Die Ablehnung von rassistischen Lehren als unwissenschaftliches Hasspotential sowie übertriebene nationale Selbstlobhudelei, geht hin zu der Weltanschauung von der Menschheit als Ganzes.

Fragen der Moral beschränken sich erstmal nur auf Menschen. Tiere sind vom Diskurs insofern ausgeschlossen, weil sie nicht daran teilnehmen können. Leblose Objekte sind gar kein Gegenstand von Moral, außer es handelt sich um den Besitz von Menschen.
Ohne Bewusstsein und Empfindungsfähigkeit (Wohlergehen und Leid) bedarf es keiner moralischen Regeln. Moralische Regeln zielen immer auf den Erhalt oder die Vermehrung von Wohl und die Vermeidung oder Verringerung von Leid ab - zumindest für den, der diese Regeln vorschlägt. Tieren wird heute zwar auch Bewusstsein und Empfindungsfähigkeit zugesprochen, und sie gelten daher nicht mehr nur als Objekte, die wie Maschinen funktionieren, aber wie weit die Leidensfähigkeit von Tieren geht und ob sich daraus eine moralische Verpflichtung des Menschen ergibt, ist umstritten. Wie du mit deinem Computer verfährst, sei dir selbst überlassen - einen moralischen Vorwurf könnte man dir machen, wenn du Ressourcen verschwendest und unnötigen Elektromüll verursachst, was gegen das Interesse der Allgemeinheit wäre.
Moralische Regeln, die das Wohl von Tieren beinhalten, lassen sich entweder nur mit Mitleid begründen, oder wiederum mit dem Eigeninteresse. Mancher Menschen Appetit wird verdorben bei der Vorstellung, das Schnitzel auf dem Teller sei aus unsäglichem Tierleid hervorgegangen. Des weiteren könnte der Geschmack sowie der Nährstoffreichtum darunter leiden, wenn Schlachttiere übermäßigem Schmerz und Stress ausgeliefert waren. Massentierhaltung könnte umweltschädlich und ineffizient sein - das pflanzliche Futter, das für die Mast von Schlachtvieh angebaut werden muss, verbraucht Unmengen von Anbaufläche, die besser für Nahrung für die Menschen genutzt werden könnte, usw.

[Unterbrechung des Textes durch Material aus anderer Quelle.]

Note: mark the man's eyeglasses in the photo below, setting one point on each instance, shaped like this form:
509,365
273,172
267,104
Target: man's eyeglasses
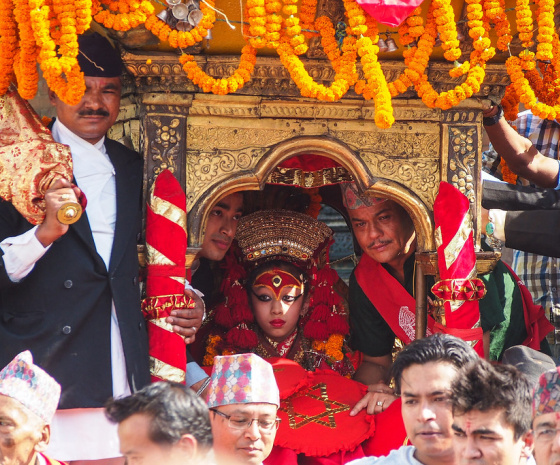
243,423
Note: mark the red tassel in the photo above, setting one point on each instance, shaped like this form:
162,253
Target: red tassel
316,330
242,338
338,325
223,316
320,313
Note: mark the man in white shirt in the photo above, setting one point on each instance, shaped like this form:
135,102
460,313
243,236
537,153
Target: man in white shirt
423,372
70,294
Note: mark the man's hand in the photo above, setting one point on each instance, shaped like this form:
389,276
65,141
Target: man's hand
378,398
187,321
60,193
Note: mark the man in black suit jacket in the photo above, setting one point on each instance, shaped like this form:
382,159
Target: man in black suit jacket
70,294
532,220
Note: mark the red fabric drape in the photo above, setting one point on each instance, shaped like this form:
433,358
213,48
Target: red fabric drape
457,265
166,241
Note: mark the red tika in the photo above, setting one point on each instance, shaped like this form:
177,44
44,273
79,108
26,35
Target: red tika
459,287
166,244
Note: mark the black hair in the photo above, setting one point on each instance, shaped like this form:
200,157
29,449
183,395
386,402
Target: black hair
436,348
175,410
483,386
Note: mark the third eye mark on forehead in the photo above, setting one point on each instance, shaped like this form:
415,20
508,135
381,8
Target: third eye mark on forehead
355,219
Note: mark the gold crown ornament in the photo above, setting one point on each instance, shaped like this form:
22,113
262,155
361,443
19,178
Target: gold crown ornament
282,233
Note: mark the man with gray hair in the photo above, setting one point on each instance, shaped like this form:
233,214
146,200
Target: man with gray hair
162,424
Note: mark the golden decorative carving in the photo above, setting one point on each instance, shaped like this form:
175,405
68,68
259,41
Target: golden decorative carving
233,138
164,146
204,169
462,159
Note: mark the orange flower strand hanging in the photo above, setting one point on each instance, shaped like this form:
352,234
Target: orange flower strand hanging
25,60
8,44
225,85
71,88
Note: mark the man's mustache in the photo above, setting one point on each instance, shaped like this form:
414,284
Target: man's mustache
99,112
377,243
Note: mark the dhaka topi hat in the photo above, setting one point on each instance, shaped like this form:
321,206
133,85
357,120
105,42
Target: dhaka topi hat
546,398
530,362
352,199
31,386
242,379
97,57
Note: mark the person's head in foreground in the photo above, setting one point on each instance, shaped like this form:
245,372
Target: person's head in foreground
491,415
98,109
383,229
423,372
546,419
530,362
243,400
162,424
28,400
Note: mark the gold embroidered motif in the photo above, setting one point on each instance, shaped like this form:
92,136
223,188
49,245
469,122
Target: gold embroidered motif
325,418
165,371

Haustierhalter entwickeln häufig eine starke Beziehung zu ihren Tieren. Nicht selten wird die „Freundschaft“ zum Dackel höher bewertet, als die zu anderen Menschen, denn Waldi ist treu und kein Verräter. Auch wenn Tiere ihre Bedürfnisse nicht verbal äußern können, kann man an ihrem Verhalten durchaus Freude oder Unbehagen erkennen. Wenn ein Hund wie wild durch die Gegend hüpft, sobald die Hundeleine hervor geholt wird, legt das die Annahme nahe, dass ihm ein Waldspaziergang große Freude bereitet.

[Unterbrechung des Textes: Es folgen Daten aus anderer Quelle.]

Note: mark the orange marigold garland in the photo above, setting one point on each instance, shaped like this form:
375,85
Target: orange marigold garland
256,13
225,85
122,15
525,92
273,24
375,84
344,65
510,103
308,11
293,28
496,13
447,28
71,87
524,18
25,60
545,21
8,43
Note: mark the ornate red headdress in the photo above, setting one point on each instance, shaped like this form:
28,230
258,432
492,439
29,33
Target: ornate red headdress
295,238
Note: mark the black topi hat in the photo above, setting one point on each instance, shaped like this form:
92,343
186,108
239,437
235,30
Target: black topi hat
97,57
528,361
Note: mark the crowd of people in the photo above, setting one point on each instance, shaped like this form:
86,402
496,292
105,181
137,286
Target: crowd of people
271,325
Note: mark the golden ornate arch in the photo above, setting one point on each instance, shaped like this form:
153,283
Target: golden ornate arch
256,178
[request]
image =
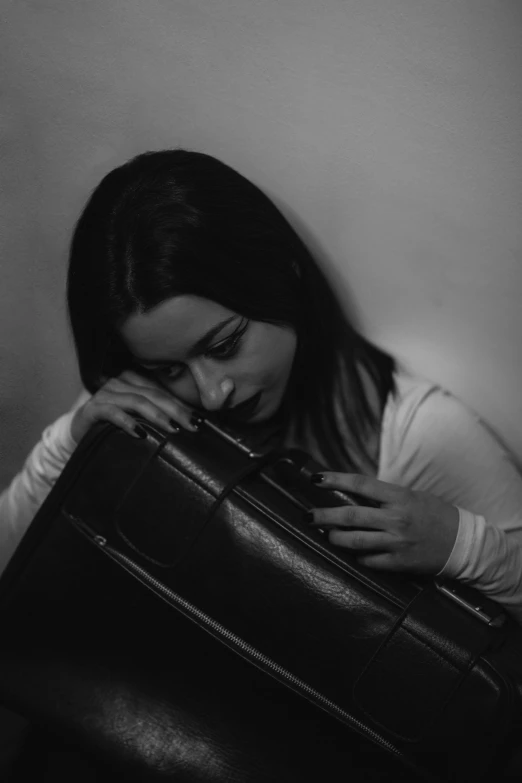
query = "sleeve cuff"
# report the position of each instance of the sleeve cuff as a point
(469, 535)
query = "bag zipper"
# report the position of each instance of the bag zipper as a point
(234, 641)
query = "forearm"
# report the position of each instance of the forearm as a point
(23, 497)
(490, 559)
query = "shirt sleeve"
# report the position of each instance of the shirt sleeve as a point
(447, 450)
(20, 501)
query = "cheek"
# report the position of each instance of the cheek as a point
(184, 389)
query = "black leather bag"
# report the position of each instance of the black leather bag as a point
(170, 612)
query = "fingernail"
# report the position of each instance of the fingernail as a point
(196, 420)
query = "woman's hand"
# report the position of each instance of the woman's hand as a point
(128, 394)
(411, 531)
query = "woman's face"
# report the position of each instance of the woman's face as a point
(213, 358)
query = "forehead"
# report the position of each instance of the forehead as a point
(173, 327)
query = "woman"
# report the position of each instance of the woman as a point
(189, 292)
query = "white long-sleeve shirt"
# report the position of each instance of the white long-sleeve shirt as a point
(429, 441)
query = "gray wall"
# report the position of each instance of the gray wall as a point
(389, 130)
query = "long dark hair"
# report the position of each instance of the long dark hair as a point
(180, 222)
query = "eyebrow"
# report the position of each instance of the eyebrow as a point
(199, 346)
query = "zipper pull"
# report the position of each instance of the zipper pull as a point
(98, 539)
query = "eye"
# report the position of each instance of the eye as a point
(230, 346)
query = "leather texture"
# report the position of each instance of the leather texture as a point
(279, 657)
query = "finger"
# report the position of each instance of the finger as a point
(119, 418)
(360, 540)
(135, 379)
(104, 406)
(353, 517)
(366, 486)
(152, 405)
(380, 561)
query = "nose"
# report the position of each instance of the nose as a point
(214, 388)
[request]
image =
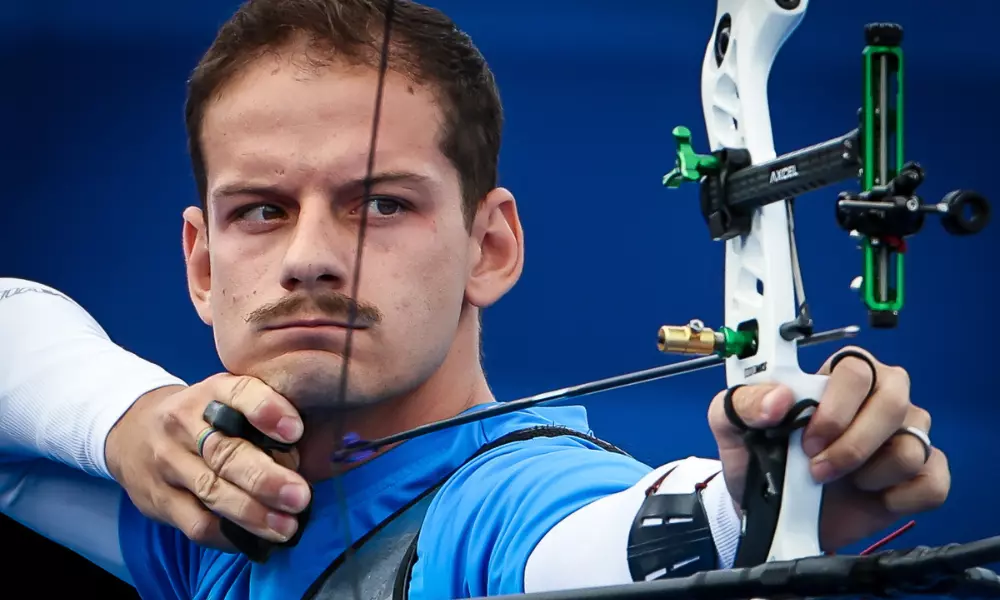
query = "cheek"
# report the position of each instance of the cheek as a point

Ein anderes Beispiel, bei dem moralischer Relativismus doch nicht so ganz von der Hand zu weisen ist, ist der Umgang mit schwerbehinderten Menschen. „Soll eine Gesellschaft für das Wohl derer aufkommen, die selbst nicht und unverschuldet dazu in der Lage sind, und die auch nichts zur Gesellschaft beitragen können?“ In einer reichen Industrienation stellt sich diese Frage kaum. Der Anteil derer, die auf fremde Hilfe angewiesen sind, ist gering und wir können es uns ohne weiteres leisten - wir selbst könnten jederzeit durch Unfall oder Krankheit in diese Lage kommen. Zusätzlich wird eine ganze Industrie mit Arbeitsplätzen geschaffen, die sich diesen Bedürfnissen widmet.
Dagegen wird z.B. in Stämmen, die im südamerikanischen Regenwald isoliert heute noch so leben, wie ihre Vorfahren vor tausenden von Jahren, der Umgang mit Hilflosen ganz anders gehandhabt. Wer nicht für sich selbst sorgen kann, ist sich selbst überlassen und steht dem sicheren Tod entgegen. Hier kann weder von Herzlosigkeit die Rede sein, noch kann man moralische Vorwürfe machen. Der Versuch der „Sozialhilfe“ ist ein Luxus, den sich nicht jede Gesellschaft leisten kann. Der eigene, tägliche Überlebenskampf (durchschnittliche Lebenserwartung unter 40 Jahren) in einer gefährlichen Umgebung nimmt bereits zu viel Energie und Ressourcen in Anspruch.

Moral relativiert sich, wenn sie von Ressourcen abhängig ist. Bei genügend vorhandenen Ressourcen empfiehlt sich eine Rücksichtnahme und Zusammenarbeit im eigenen Interesse, während Ressourcenknappheit einen Kampf auf Leben und Tod rechtfertigt. Man kann es einem Schiffbrüchigen nicht zum Vorwurf machen, wenn er eine Holzplanke, die nur ihn selbst tragen kann, für sich alleine beansprucht, und jene, die danach greifen und so ihre Funktion zunichte machen, gewaltsam abwehrt.